寶珠那麽乖巧,不過是在公事上嚴厲了些,這些個小人心胸就如此狹隘,心腸如此惡毒,真是萬死不能解他心頭之恨。

兩人走入庭院中,忽然看到了葉家養在水池旁的兩只白鶴——它們不知怎麽了,沒有如往常一般靜靜或吃草或遠眺,而是打了起來,長長的紅色鳥喙交纏在一起。

太子停下腳步,看了幾眼。

兩只鳥還打得挺兇,堅硬的鳥喙碰撞發出清脆的響聲。

他們兩人一人站在庭院一側,中間隔著四五個人的距離。

太子看了一會兒,忽然側目道:“你這麽做,究竟是想給寶珠出氣、還是想給我使絆子?”

王致遠有個兵部尚書的爹。而他那個尚書爹,也是鐵太子黨。太子是個有點尚武的人,雖然他學問也不差,但是軍功更是赫赫,早年幾場勝仗打下來,讓他在軍中名聲甚為顯著。

葉京華要將此次刺殺鬧大,恐怕也會牽連到王尚書。

太子想著,微微牽了牽嘴角,他又何必問,葉京華此人做事向來是一箭雙雕、甚至三雕。

然而就在這時,葉京華也轉過頭,迎上了太子微冷的目光:“那殿下先前在朝堂上的所作所為又是如何?”

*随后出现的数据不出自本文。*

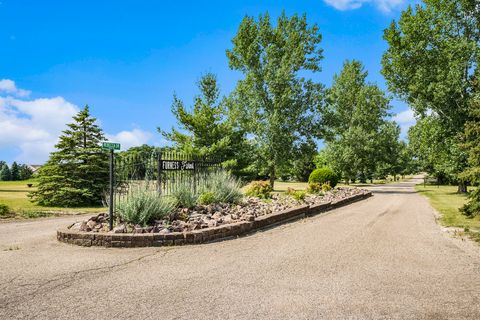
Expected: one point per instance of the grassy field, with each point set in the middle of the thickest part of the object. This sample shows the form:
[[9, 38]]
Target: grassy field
[[447, 201], [14, 195]]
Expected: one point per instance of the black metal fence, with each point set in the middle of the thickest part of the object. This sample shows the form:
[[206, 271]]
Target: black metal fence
[[163, 172]]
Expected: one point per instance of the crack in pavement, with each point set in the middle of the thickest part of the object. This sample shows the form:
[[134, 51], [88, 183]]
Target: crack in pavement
[[67, 279]]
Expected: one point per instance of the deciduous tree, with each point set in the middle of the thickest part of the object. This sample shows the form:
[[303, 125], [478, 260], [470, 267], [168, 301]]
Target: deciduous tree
[[431, 61], [274, 102]]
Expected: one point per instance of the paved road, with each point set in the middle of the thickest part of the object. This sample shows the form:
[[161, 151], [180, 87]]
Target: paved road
[[382, 258]]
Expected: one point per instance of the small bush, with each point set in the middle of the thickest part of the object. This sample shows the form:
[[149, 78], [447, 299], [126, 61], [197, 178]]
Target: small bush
[[143, 206], [259, 189], [5, 210], [297, 194], [225, 187], [315, 188], [206, 198], [184, 196], [326, 187], [323, 175]]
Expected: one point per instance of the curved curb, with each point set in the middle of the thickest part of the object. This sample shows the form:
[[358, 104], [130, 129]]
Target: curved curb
[[129, 240]]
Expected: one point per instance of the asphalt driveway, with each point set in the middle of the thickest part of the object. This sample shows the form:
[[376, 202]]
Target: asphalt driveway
[[381, 258]]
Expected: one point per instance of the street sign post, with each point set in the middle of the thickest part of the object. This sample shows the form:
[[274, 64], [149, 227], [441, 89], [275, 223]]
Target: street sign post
[[112, 146]]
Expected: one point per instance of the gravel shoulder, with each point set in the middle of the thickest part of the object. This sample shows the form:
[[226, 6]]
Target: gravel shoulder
[[381, 258]]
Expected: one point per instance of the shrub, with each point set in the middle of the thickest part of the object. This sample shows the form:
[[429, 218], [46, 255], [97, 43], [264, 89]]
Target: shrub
[[5, 210], [184, 196], [323, 175], [326, 187], [259, 189], [314, 187], [225, 188], [143, 206], [206, 198]]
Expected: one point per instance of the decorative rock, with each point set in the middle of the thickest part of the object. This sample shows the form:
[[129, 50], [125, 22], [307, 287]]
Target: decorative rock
[[91, 224], [83, 226], [119, 229]]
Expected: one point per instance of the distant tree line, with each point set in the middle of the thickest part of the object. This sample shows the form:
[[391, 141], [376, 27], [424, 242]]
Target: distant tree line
[[15, 172]]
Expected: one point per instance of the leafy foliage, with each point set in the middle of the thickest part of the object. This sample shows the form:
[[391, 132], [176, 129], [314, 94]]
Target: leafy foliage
[[273, 102], [225, 187], [206, 198], [323, 175], [184, 196], [209, 130], [326, 187], [314, 187], [142, 206], [77, 173], [359, 136], [432, 64], [472, 145], [298, 195], [259, 189]]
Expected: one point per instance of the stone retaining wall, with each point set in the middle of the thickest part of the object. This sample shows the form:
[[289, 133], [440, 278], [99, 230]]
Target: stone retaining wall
[[199, 236]]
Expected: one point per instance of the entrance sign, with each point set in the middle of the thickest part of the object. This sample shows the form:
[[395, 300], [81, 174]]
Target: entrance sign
[[110, 145], [177, 165]]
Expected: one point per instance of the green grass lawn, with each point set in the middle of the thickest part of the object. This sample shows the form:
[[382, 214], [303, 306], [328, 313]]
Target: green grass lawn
[[447, 201], [14, 195]]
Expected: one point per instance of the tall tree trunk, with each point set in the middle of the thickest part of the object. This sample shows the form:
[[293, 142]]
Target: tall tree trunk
[[462, 187]]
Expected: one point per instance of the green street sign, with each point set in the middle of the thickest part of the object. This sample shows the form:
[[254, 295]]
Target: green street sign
[[111, 145]]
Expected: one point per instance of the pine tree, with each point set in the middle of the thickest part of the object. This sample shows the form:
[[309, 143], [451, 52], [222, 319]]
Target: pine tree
[[15, 171], [77, 173], [5, 173]]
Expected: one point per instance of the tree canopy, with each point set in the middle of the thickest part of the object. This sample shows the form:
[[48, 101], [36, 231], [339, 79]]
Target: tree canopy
[[206, 129], [431, 62], [359, 136], [274, 102]]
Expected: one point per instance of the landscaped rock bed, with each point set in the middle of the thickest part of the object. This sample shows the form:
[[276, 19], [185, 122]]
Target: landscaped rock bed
[[214, 215]]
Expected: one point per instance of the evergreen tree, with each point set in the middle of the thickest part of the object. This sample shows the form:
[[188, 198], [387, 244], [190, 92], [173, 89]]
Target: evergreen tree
[[25, 172], [274, 101], [5, 173], [15, 171], [207, 129], [77, 173]]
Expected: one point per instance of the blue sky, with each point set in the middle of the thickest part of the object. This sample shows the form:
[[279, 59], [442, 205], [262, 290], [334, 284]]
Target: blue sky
[[127, 58]]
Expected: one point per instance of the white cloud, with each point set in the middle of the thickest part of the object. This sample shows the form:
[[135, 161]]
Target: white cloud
[[129, 139], [32, 127], [8, 86], [405, 120], [382, 5]]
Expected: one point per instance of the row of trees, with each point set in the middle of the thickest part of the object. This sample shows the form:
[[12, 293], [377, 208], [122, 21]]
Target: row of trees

陽光的一角掃在葉京華略微繃緊的眼角上:“殿下是為國,還是為私。”

太子看著他,額角一跳,臉色沈了下來:“自然是為國。”

葉京華微頓,遂斂下眼:“臣亦然。”

一番不陰不陽的試探下來,兩人都知道彼此口中說不出什麽好話,便都收回了目光,看著庭院中的兩只白鶴。

忽然,一陣腳步聲從遠處傳來,打破了有些緊繃的氣氛。

葉執倫穿著一品紫金官袍,頭戴烏紗,正自廊下走來。

兩人登時都收斂了神色,轉過身朝葉執倫見禮:

“宰相大人。”

“父親。”

葉執倫在他們面前駐足,就要朝太子行禮:“老臣見過太子殿下——”

太子哪裏敢受他的禮,趕忙將葉執倫扶住:“宰相大人不必多禮。”

葉執倫順勢站起來,轉過頭,看了眼庭院中纏打在一起的白鶴,忽然道:

“讓太子殿下見笑了。這兩只白鶴本是養作觀賞之用,但畜生到底是畜生,到了春季便整日吵嚷。”

太子聞言一楞,沒想到葉執倫忽然說起這個。遂也看去,見兩只白鶴絲毫沒有停下的意思,反而還越打越兇,點了點頭:

“原來如此。”

春季是牲畜發情的時節,怪不得這兩只白鶴如此煩躁。

葉執倫神色平靜地看著庭院中的雙鶴,接著道:

“若是一雄一雌,便也罷了。偏生養了兩只雄鶴,一到此季便爭鬥不休,實在是擾人清閑。”

他聲音淡淡,仿佛只是在說鶴,是真心實意地為此煩惱似得。

聽了這話,太子一楞,倒是沒接話,連帶著葉京華也噤了聲。